European officials arrived at last week’s NATO summit anxious to hear from President Biden, who announced in April that the United States would withdraw all troops from Afghanistan unconditionally by September 11th. Prior to the summit, several officials expressed their frustration with Biden’s failure to properly consult NATO allies before the announcement. Others voiced concerns over how security could be maintained in the country without foreign support to hold back Taliban insurgents. However, left with little choice but to get on board, NATO allies agreed at the summit to join the withdrawal effort.
The withdrawal marks a hurried end to what AP News has dubbed NATO’s most ambitious operation ever. The so-called “forever war” has cost the United States alone $2.26 trillion as well as the lives of 2,442 troops. This pales in comparison to the 47,000 Afghan civilians and 69,000 members of the national armed forces who lost their lives as well. Yet NATO Secretary-General Jens Stoltenberg sees improvement two decades later. “Afghanistan has come a long way,” he told The Associated Press. “At some stage, it has to be the Afghans that take full responsibility for peace and stability in their own country.”
Few Afghans maintain a favourable view of their country’s progress. Afghanistan’s elected government remains rickety and its military still depends heavily on U.S. contractors, who are set to leave with the American troops. The country still has a 54% poverty rate and soaring amounts of crime and corruption. Despite advances in lowering maternal and child mortality rates, boosting school enrollment, and increasing female employment, World Bank assessments show that these improvements are unsustainable without continued foreign aid. Further, as COVID-19 cases surge without enough medical supplies to treat them, the need for continued foreign aid has never been so dire.
But perhaps most worrying are the growing attacks by Taliban militants brought about by the U.S. drawdown, which has forced Afghan security forces to retreat from a number of rural districts. Militants claim to have seized control of nearly 30 districts since the U.S. initiated its full troop withdrawal in May, according to The News International. The Taliban now surrounds several major cities – a strategy eerily reminiscent of the one they adopted in the 1990s before taking over control. With fewer than 100 days remaining before the September 11th deadline, there are still more questions than answers as to how NATO allies will prevent further backsliding.
So far, the U.S. has made only broad commitments to maintaining peace in Afghanistan, says The Washington Post. During the recent summit, NATO allies agreed to provide “transitional funding” to ensure that Kabul’s international airport can still operate, given its significance to the landlocked country. The security of the airport will also dictate whether other nations can maintain a diplomatic presence in the country, says the New York Times. Without protection from troops, diplomatic and humanitarian workers will be less likely to continue much-needed peace efforts in Afghanistan unless NATO finds suitable workarounds in time.

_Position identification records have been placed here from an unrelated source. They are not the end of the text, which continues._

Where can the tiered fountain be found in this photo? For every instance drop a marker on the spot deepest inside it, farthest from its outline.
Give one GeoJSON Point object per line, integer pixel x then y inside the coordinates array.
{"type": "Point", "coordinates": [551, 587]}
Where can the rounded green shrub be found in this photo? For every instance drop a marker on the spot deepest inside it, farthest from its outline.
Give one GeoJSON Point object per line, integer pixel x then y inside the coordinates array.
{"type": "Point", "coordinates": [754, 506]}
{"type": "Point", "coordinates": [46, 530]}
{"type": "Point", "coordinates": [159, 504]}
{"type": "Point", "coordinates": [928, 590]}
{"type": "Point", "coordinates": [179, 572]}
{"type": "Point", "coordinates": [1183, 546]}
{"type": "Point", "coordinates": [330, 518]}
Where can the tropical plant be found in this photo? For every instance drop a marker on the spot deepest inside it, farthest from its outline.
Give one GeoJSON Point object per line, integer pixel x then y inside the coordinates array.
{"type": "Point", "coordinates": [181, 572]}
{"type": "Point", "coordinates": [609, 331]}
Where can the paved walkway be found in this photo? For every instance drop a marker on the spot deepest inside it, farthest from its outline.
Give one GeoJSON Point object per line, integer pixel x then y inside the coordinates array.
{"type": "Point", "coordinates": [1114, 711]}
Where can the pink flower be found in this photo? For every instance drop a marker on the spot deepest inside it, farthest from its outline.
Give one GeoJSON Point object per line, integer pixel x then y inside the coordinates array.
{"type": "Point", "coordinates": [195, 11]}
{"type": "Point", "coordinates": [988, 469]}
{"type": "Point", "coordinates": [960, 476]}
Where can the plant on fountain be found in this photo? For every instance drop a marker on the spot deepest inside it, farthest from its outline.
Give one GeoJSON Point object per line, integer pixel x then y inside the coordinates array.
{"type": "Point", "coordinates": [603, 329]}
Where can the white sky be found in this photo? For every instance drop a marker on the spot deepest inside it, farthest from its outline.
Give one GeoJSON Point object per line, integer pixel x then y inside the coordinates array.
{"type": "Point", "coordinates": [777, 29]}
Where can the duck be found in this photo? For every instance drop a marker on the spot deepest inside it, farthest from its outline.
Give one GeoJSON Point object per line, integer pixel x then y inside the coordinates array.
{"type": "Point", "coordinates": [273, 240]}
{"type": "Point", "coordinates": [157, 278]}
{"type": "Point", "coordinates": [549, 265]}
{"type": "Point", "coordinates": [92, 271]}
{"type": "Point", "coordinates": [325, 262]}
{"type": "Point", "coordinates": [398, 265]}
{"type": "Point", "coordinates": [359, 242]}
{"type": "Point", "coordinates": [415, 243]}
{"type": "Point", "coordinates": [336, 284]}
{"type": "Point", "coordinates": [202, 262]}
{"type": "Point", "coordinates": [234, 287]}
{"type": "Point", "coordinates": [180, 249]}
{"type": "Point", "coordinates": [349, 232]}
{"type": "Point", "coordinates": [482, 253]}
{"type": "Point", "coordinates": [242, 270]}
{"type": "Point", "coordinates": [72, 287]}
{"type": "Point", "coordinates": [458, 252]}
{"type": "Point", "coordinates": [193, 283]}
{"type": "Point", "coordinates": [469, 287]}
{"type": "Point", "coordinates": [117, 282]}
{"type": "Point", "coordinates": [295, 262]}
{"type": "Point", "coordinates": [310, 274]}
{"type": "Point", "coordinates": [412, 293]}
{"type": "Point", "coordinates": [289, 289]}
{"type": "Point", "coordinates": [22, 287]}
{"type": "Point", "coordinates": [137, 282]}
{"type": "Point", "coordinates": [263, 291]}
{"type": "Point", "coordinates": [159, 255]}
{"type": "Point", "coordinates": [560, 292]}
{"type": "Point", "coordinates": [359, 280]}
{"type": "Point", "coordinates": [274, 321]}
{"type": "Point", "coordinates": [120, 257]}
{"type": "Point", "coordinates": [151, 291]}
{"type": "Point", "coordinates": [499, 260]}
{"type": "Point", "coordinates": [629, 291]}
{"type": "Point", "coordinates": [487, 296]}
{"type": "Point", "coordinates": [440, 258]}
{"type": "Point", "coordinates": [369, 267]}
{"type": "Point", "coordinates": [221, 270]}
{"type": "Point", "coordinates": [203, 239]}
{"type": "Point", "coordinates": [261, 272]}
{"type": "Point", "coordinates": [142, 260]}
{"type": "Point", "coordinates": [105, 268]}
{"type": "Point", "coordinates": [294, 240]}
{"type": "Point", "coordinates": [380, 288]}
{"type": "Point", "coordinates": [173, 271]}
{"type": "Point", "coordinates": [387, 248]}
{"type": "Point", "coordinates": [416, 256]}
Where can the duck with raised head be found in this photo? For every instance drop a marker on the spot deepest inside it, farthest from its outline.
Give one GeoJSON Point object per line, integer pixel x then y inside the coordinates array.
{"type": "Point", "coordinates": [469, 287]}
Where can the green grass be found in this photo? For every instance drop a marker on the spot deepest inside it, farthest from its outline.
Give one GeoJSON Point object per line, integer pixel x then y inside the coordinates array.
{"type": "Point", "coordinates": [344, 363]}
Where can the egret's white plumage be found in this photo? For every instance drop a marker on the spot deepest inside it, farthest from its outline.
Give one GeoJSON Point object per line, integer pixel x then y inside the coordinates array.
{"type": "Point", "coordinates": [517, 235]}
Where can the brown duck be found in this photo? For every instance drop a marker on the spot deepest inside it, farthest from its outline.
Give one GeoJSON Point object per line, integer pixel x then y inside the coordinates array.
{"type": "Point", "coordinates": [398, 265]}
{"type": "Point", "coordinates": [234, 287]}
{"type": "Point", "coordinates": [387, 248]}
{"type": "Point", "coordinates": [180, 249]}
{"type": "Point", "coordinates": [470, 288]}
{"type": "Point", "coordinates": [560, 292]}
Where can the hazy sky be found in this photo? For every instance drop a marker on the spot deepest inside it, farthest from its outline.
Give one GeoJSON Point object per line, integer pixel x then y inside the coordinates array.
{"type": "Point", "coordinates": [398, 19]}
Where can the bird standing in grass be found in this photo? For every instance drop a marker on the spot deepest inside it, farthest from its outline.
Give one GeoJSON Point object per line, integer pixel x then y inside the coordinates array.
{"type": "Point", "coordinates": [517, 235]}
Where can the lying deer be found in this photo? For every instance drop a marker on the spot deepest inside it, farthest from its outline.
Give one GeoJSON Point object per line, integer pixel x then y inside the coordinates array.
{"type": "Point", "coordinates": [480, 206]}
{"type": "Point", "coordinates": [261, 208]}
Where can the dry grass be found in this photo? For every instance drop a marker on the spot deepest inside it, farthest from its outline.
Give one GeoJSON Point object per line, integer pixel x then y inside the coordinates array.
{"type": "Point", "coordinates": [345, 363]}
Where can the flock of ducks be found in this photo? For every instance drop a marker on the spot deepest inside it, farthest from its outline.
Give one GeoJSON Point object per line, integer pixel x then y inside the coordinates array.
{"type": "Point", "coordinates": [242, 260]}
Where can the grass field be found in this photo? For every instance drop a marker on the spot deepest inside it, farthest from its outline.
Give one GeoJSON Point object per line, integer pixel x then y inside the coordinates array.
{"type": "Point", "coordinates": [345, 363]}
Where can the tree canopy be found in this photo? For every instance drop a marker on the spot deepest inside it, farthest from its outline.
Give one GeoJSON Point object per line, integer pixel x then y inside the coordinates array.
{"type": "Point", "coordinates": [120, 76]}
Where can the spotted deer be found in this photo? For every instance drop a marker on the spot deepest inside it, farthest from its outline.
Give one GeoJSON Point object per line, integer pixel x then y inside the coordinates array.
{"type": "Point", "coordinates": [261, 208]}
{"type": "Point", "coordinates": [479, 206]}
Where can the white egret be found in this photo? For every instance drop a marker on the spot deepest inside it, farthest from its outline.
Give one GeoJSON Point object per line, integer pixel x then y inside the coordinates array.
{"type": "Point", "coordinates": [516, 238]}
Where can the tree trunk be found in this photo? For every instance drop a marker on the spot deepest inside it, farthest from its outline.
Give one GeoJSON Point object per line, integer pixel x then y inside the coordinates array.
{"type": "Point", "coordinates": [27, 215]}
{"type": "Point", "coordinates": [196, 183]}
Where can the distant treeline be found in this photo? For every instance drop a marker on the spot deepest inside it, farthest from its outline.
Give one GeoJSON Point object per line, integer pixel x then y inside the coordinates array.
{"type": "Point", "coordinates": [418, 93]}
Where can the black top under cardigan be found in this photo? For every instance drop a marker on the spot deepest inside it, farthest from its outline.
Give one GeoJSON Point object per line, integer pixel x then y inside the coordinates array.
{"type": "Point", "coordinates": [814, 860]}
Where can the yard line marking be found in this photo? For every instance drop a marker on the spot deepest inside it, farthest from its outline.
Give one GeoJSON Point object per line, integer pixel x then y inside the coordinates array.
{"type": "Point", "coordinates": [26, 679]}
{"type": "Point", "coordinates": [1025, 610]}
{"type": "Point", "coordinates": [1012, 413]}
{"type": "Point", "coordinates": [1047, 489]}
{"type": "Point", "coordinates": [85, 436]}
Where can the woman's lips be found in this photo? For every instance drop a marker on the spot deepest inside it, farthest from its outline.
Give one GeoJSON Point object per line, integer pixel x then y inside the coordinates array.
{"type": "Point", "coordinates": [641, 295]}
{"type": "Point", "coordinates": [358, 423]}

A host of other issues also remain unresolved. NATO has said it will provide “training and financial support to the Afghan National Defence and Security Forces” but has not yet offered concrete plans to train Afghan security forces on bases outside the country. U.S. Defense Department officials have also failed to reach agreements with allies about repositioning their own troops in nearby countries, raising concerns over their ability to conduct counter-terrorism operations from afar. Finally, Washington has still done little to ensure the safety of some 18,000 Afghan civilians who worked for the U.S. government and are now in danger of retribution from the Taliban.
NATO, with the United States at its helm, must provide robust security assistance to the Afghan government, perhaps by funding private contractors that can remain safely on the ground after troops withdraw. Additionally, it must expedite special immigrant visas for the Afghan civilians who assisted Western forces and are now targets. Finally, it should nurture the inchoate negotiation process between the Taliban and Afghan government that began ten months ago, offering economic incentives to promote greater cooperation before the September 11th deadline. Failing all of that, the U.S. must opt for a conditions-based withdrawal deadline over a calendar-based one. Otherwise, the previous two decades of violence in Afghanistan will not be the last.